I miss Herdmanston, thought Hal. And Bangtail and Dog Boy, sent out to chase after Wallace and neither of them up to the task of it. And Sim, who oversees Herdmanston’s rebuilding. And women to talk to rather than swive in a sweaty, meaningless rattle. And bairns laughing, with sticky faces. And men building rather than tearing apart. And an end of folk the likes of Malise – aye, and Kirkpatrick himself.

Above all, there was her and the music of laughing she had returned to his life, a music that had ended when his wife and son slipped out of the world. A music that, for five years, he had lived without, with no prospect of it in the black void that was today, would be tomorrow and would be still the next God-damned year. That’s what he wanted back, what he hoped Bruce would somehow help him achieve.

‘Music,’ he said to Kirkpatrick and left the man arrowing frowns on his face.

Music?

In the end, sleep stole Kirkpatrick away from making sense of it.

Lincoln

The same night

Music flared loud as light, half-drowned by talk in the Great Hall, where banners wafted like sails and the sconces jigged in the rising haze. Sweating servants scurried in the sea of people, bright finery and roaring chatter while the musicians strummed and blew and rapped out Douce Dame Jolie as if Machaut himself were there to hear played what he had written.

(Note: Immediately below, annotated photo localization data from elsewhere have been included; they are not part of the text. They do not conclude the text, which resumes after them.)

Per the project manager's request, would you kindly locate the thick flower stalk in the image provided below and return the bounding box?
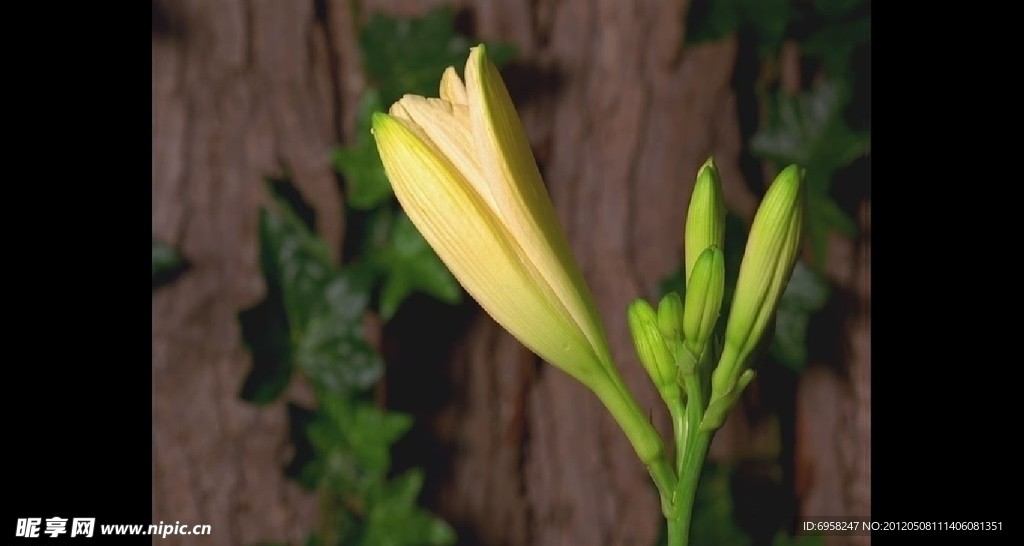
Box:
[372,45,674,493]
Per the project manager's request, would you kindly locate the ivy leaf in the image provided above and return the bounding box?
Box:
[303,397,413,494]
[360,470,457,546]
[360,6,517,106]
[259,197,336,335]
[257,188,384,395]
[333,90,394,210]
[361,6,471,105]
[295,271,383,394]
[751,80,870,265]
[769,262,830,371]
[802,17,870,78]
[364,210,462,321]
[751,81,865,167]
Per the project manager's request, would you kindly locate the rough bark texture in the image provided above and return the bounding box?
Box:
[152,1,870,545]
[152,1,347,543]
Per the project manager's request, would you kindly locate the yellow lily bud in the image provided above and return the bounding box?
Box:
[373,45,668,468]
[684,157,726,283]
[372,46,611,388]
[628,299,679,406]
[682,246,725,357]
[710,165,805,406]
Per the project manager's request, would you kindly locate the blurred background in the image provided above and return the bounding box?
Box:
[152,1,870,545]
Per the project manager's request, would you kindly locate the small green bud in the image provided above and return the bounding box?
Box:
[682,246,725,357]
[684,157,726,283]
[712,165,805,402]
[657,292,684,340]
[672,337,698,376]
[628,299,679,405]
[701,369,755,431]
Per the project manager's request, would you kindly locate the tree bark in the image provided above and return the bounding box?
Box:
[152,1,870,545]
[152,0,348,543]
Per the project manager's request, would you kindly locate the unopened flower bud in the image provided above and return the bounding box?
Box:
[682,246,725,357]
[657,292,684,341]
[628,299,679,405]
[711,165,805,405]
[684,157,726,283]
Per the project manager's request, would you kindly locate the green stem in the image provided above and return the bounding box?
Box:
[666,350,714,546]
[591,369,677,500]
[670,431,712,546]
[670,396,687,475]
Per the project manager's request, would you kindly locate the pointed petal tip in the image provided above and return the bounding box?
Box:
[440,67,468,105]
[371,111,391,132]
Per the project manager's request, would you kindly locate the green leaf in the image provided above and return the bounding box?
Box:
[152,239,182,278]
[365,210,462,321]
[296,308,381,395]
[360,6,517,106]
[258,190,384,395]
[361,6,470,105]
[302,397,413,494]
[751,81,866,167]
[292,267,382,395]
[738,0,792,55]
[751,80,869,266]
[802,17,870,78]
[334,90,394,210]
[259,197,336,335]
[360,470,457,546]
[769,262,830,371]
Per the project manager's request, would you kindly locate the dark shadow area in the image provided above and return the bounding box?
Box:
[383,292,480,511]
[732,28,769,196]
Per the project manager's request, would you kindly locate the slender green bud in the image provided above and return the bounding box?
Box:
[657,292,684,340]
[711,165,805,402]
[684,157,726,283]
[628,299,679,405]
[701,369,755,431]
[682,246,725,357]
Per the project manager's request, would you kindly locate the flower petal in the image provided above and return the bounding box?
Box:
[372,112,606,385]
[440,66,468,105]
[390,95,497,213]
[464,45,614,368]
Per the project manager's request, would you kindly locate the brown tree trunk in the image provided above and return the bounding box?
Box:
[152,0,353,543]
[152,1,869,545]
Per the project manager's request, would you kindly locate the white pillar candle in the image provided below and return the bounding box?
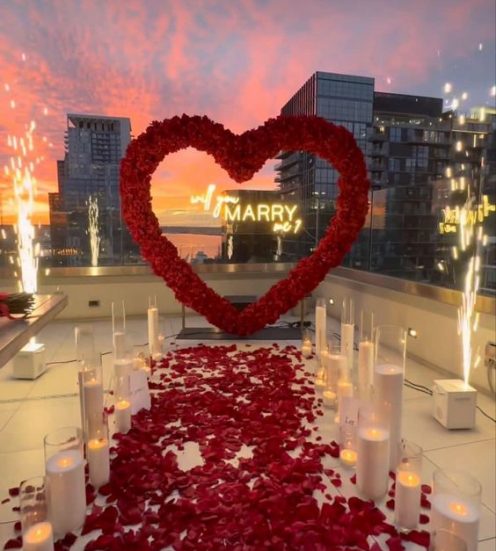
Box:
[147,306,160,358]
[82,378,104,415]
[87,437,110,488]
[341,322,355,369]
[322,389,336,408]
[23,521,54,551]
[374,363,403,469]
[340,448,357,468]
[115,399,132,433]
[395,471,421,529]
[45,449,86,536]
[358,340,374,397]
[335,378,353,423]
[356,426,390,500]
[315,304,326,358]
[431,495,480,551]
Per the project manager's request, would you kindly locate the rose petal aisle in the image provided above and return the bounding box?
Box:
[4,344,430,551]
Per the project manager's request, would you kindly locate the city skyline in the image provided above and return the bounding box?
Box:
[0,0,495,225]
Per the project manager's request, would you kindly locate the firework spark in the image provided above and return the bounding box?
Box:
[87,194,101,267]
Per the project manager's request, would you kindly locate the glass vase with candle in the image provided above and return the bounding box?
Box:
[430,529,468,551]
[323,343,344,408]
[339,418,357,469]
[44,427,86,537]
[74,324,98,369]
[374,325,406,469]
[20,476,54,551]
[358,310,374,400]
[314,342,327,391]
[79,362,103,442]
[301,328,313,358]
[335,347,353,424]
[114,374,132,434]
[395,440,422,530]
[86,412,110,488]
[315,297,327,358]
[431,469,481,551]
[341,297,355,372]
[356,404,390,500]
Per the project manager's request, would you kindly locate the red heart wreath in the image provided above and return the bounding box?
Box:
[120,114,369,335]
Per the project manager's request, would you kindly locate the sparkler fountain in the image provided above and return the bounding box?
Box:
[87,194,101,267]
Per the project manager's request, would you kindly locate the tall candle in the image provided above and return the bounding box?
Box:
[315,302,326,358]
[395,471,421,529]
[374,363,403,469]
[147,306,160,358]
[341,322,354,369]
[87,437,110,487]
[431,494,480,551]
[356,426,390,500]
[115,399,131,433]
[23,521,54,551]
[45,449,86,536]
[358,340,374,397]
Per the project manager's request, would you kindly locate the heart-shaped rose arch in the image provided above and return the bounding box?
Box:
[120,114,369,335]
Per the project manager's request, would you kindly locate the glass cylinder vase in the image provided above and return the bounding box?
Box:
[315,297,327,358]
[301,328,313,358]
[114,374,132,434]
[322,344,345,408]
[431,469,481,551]
[374,325,406,469]
[44,427,86,537]
[395,440,422,530]
[356,404,390,500]
[358,310,374,399]
[86,412,110,488]
[341,297,355,371]
[430,529,468,551]
[20,476,54,551]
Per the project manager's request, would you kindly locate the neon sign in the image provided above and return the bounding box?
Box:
[439,195,495,235]
[191,184,303,234]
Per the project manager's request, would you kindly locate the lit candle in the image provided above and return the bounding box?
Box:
[115,399,131,433]
[23,521,54,551]
[340,448,357,468]
[315,371,327,390]
[341,322,354,369]
[315,300,326,358]
[358,340,374,397]
[87,437,110,488]
[356,426,390,500]
[147,306,160,358]
[301,343,312,358]
[322,389,336,408]
[374,363,403,469]
[395,470,421,529]
[45,449,86,536]
[431,495,480,551]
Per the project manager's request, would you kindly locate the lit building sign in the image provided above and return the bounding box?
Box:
[439,195,495,234]
[191,184,302,234]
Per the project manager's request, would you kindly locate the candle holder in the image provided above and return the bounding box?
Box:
[20,476,54,551]
[111,300,128,360]
[114,374,132,434]
[44,427,86,537]
[430,529,468,551]
[356,404,390,500]
[335,345,352,424]
[78,362,103,442]
[74,324,98,369]
[301,329,313,358]
[322,343,344,408]
[374,325,406,469]
[147,297,161,359]
[314,342,327,391]
[339,419,357,468]
[395,440,422,530]
[431,469,481,551]
[315,297,327,358]
[341,297,355,371]
[86,412,110,488]
[358,310,374,400]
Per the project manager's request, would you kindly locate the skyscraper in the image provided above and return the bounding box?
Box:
[49,114,138,266]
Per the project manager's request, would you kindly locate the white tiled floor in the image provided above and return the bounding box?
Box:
[0,314,495,549]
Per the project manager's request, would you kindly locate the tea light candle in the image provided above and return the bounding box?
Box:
[87,437,110,487]
[358,340,374,396]
[147,306,160,358]
[340,448,357,468]
[23,521,54,551]
[45,449,86,536]
[341,322,354,368]
[322,389,336,408]
[356,426,390,500]
[374,363,403,469]
[395,470,421,529]
[431,494,480,551]
[115,399,131,433]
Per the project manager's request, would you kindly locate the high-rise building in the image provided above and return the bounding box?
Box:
[277,72,495,289]
[49,114,139,266]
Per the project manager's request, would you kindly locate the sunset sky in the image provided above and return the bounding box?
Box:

Sir Aymer de Valence, limping and lush with glee, told the tale – yet again – of his daring escape from the clutches of Bruce by the mad expedient of hurling himself from his own horse into the middle of the mêlée. All the gilded coterie, the King’s close friends and those who wanted to be, applauded, laughing – all save Malenfaunt, bruised and furious that the sacrifice he had made for de Valence was no part of the tale.

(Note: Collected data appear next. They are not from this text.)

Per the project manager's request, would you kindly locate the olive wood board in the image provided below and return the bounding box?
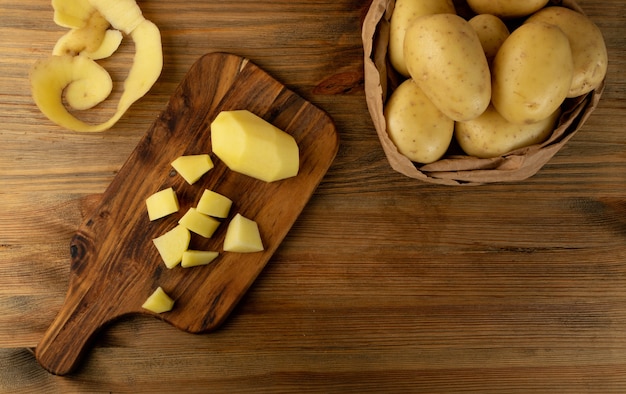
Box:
[35,52,340,375]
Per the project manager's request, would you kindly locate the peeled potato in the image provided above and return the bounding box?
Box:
[211,110,299,182]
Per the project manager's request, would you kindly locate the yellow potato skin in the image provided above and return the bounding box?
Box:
[468,14,509,62]
[388,0,455,77]
[491,22,573,125]
[385,79,454,164]
[525,6,608,97]
[404,13,490,122]
[466,0,549,18]
[455,105,560,159]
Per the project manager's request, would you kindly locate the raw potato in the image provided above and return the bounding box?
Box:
[145,187,179,221]
[152,224,191,269]
[30,0,162,132]
[223,214,264,253]
[171,154,214,185]
[178,208,221,238]
[181,250,219,268]
[388,0,455,76]
[468,14,509,63]
[141,287,174,313]
[466,0,549,18]
[211,110,299,182]
[491,22,573,125]
[455,105,561,159]
[385,79,454,164]
[525,6,608,97]
[196,190,232,219]
[404,13,491,122]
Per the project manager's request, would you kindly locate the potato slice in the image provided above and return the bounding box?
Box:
[196,190,232,219]
[171,154,214,185]
[145,187,179,221]
[152,225,190,269]
[141,286,174,313]
[178,208,220,238]
[181,250,219,268]
[211,110,299,182]
[223,214,264,253]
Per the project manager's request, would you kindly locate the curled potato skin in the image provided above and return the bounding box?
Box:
[30,55,113,132]
[30,0,162,132]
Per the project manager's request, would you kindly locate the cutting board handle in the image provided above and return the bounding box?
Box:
[35,234,130,375]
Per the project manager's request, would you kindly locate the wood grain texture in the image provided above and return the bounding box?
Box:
[1,0,626,392]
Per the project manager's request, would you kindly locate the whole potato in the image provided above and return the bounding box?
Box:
[388,0,455,77]
[468,14,509,63]
[525,6,608,97]
[466,0,549,18]
[455,105,560,159]
[404,13,490,122]
[491,22,573,125]
[385,79,454,164]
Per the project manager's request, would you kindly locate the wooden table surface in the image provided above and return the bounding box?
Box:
[1,0,625,392]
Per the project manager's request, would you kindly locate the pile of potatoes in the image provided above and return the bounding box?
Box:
[385,0,607,162]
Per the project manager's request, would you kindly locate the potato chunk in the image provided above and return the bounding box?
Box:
[211,110,299,182]
[223,213,264,253]
[171,154,214,185]
[141,286,174,313]
[152,224,190,268]
[181,250,219,268]
[145,187,179,221]
[196,189,232,218]
[178,208,220,238]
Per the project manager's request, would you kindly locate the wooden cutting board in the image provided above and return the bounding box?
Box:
[34,52,340,375]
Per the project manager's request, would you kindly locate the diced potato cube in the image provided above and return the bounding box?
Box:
[152,224,190,268]
[223,213,264,253]
[181,250,219,268]
[141,286,174,313]
[171,154,214,185]
[210,110,299,182]
[196,189,232,218]
[145,187,179,221]
[178,207,220,238]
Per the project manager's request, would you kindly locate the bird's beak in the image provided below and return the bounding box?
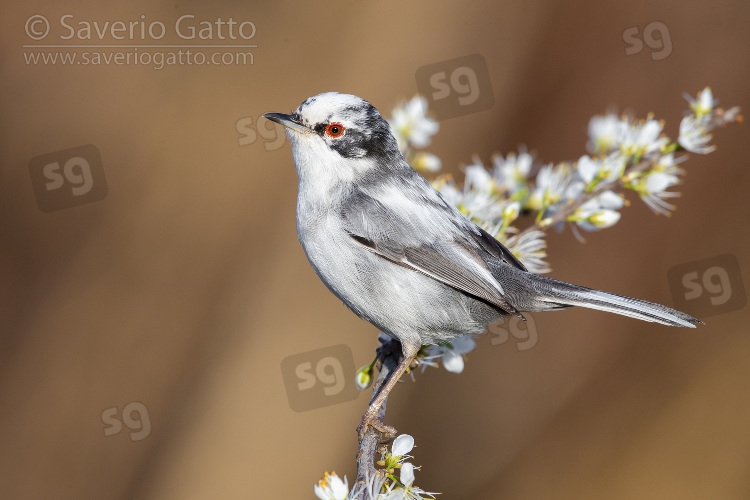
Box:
[263,112,309,133]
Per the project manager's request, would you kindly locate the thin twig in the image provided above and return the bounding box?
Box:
[352,337,402,497]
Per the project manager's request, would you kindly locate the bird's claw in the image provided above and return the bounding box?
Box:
[357,414,397,444]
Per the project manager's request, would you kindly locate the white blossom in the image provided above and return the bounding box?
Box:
[587,111,626,155]
[576,152,627,189]
[642,173,681,215]
[684,87,714,119]
[505,230,549,273]
[678,115,716,154]
[348,472,389,500]
[433,160,509,225]
[392,434,415,458]
[576,155,600,186]
[431,176,462,207]
[464,161,494,193]
[314,471,349,500]
[502,201,521,224]
[623,153,685,215]
[572,191,625,231]
[400,462,416,487]
[411,152,442,172]
[423,335,477,374]
[389,96,439,151]
[528,163,576,212]
[491,149,533,196]
[619,116,668,158]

‘Turned the German Method back on you,’ de Valence yelled across and Bruce raised his goblet in smiling acknowledgement of the feat, all the while studying the ones around the bright-faced young heir to the earldom of Pembroke.

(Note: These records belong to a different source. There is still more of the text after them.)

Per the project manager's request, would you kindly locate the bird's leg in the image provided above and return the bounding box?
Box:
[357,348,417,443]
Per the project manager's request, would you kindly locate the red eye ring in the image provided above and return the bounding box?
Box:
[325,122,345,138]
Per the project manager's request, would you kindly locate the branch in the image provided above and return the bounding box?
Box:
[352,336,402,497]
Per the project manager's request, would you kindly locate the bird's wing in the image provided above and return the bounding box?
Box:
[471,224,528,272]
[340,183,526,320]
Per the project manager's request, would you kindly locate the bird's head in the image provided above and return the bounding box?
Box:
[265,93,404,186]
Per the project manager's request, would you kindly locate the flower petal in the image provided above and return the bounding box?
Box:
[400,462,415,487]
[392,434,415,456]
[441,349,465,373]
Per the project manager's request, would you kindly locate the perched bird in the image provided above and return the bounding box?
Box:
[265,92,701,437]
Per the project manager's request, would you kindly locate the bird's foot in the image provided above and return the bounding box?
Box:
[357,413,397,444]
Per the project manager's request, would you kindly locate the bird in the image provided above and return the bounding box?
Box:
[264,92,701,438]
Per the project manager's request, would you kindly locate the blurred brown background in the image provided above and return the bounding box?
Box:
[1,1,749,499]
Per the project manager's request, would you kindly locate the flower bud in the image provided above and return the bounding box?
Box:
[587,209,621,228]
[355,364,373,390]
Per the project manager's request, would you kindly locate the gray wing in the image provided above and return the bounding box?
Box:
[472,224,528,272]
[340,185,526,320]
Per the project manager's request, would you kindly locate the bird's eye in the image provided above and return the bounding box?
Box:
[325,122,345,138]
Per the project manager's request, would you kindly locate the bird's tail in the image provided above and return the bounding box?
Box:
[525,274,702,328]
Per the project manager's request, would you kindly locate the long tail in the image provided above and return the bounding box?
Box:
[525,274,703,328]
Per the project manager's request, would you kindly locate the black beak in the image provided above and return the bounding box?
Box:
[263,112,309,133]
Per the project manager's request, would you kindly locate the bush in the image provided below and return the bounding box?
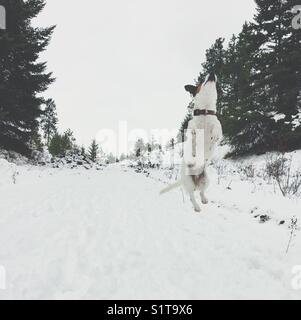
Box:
[265,154,301,197]
[239,164,256,180]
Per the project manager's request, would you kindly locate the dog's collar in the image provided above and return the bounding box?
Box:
[193,109,217,116]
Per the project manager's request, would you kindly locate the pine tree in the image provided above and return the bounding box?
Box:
[136,148,141,158]
[64,129,76,150]
[48,130,75,157]
[80,146,86,157]
[48,134,62,157]
[0,0,55,155]
[119,153,127,161]
[40,99,58,146]
[147,143,152,153]
[222,23,261,155]
[134,138,145,158]
[250,0,301,153]
[88,139,99,163]
[106,153,116,164]
[29,131,44,152]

Had de Valence paid Malenfaunt’s hefty ransom? Bruce pondered it; though his mother held the Pembroke lands, de Valence had the family holdings in France and so could well afford it.

If not him, then who? It was certes Malenfaunt himself did not have such coin, nor any call on someone rich enough, for all he was part of the mesnie of de Valence. Yet he had ransomed himself and his horse and his harness, which had not been cheap.

The music shrilled; dancers, circling in a sweaty estampie, bobbed and weaved and laughed. The slow drumbeat thump-thump, insistent as nagging, finally silenced the players; one by one the last of the half-drunk dancers stopped stamping, blearily ashamed. Heads turned to where the Lincoln steward stood with his iron-tipped staff rapping a steady beat and, behind him, the King.

He looked every inch regal, too, Bruce thought. He stood with one mottled hand on a dagger hilt of narwhal ivory and jacinth, coiffed and silvered, prinked and rouged, brilliant in murreyed Samite and orphrey bands, but draped in a fine blue-wool cloak – no Provence perse here, of course, but good English wool; even in dress, Edward was politic.

He had good reason to look pleased with himself, too and the lavish Swan Feast was simply the statement of it, fit for the monarch of two realms. With the French king humbled to peace and with his Gascony lands secured, Edward straddled a sovereignty over the island nation that none before him had ever enjoyed.

He was sixty-six years old – less than half a year would take him past the point of being the longest-lived king England had known. Nor, Bruce added moodily to himself, was he showing any signs of ailing anytime soon – it was clear to everyone that his young queen was pregnant again.

The Plantagenet voice was equally firm and ringing loud when he spoke, of discordance made harmony, of lambs returned to the fold. Bruce watched some of the lambs – Buchan and the recently freed Lord of Badenoch for two, smiling wolves in fine wool clothing, watching him in return and offering their lying, polite nods across the rushed floor.